Несколько раз он начинал было говорить, но, сказав два слова, махал рукой и шептал: «Нет, не могу, никак не могу», — и снова плакал. Наконец Ганке это надоело, и он сильно и грубо дёрнул его за рукав.
— Ладно, — сказал он, — будет!
Ланэ всхлипывал.
— Ну, слышите? Я же вам сказал — будет! Расскажите мне, как это произошло.

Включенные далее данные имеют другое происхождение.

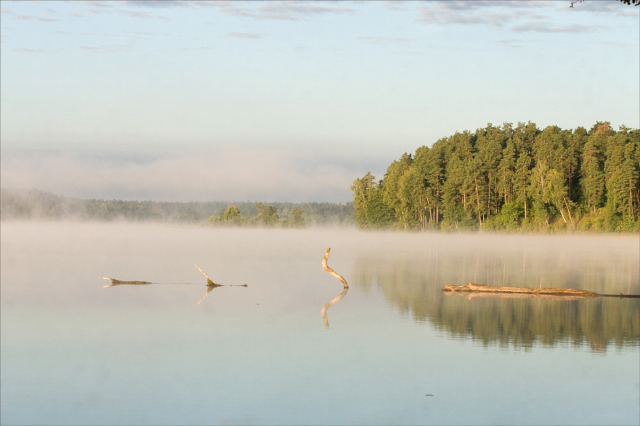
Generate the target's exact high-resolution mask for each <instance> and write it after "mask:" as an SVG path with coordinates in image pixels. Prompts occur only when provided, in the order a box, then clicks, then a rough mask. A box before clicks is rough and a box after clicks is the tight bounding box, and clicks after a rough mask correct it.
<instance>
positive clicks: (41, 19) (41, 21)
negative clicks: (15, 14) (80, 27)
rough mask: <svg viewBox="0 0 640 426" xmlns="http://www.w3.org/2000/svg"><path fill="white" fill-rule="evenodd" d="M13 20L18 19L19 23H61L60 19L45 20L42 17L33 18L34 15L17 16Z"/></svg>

Ланэ поднял на него красные воспалённые глаза.
— Это несчастное письмо, которое заставили нас подписать.
— Ну, это я всё знаю, — сказал Ганка. — Вы прочли его профессору?
— Там была и ваша подпись, — сказал Ланэ, бессознательно защищаясь от Ганки. — Когда я показал его профессору, ему стало совсем плохо, он... Ланэ оглянулся и, увидев, что Курта в комнате нет, воровато спросил: — Вас били?
— Да! То есть нет! То есть да! Да! А, чёрт! — разозлился Ганка. Врать ему не хотелось, а правду рассказать он не мог, да и не понял бы её этот чувствительный, трусливый и малодушный добряк. — Ладно, обо всём этом после. Ну, потом, что было потом? Вот вы ему показали мою подпись, что было дальше?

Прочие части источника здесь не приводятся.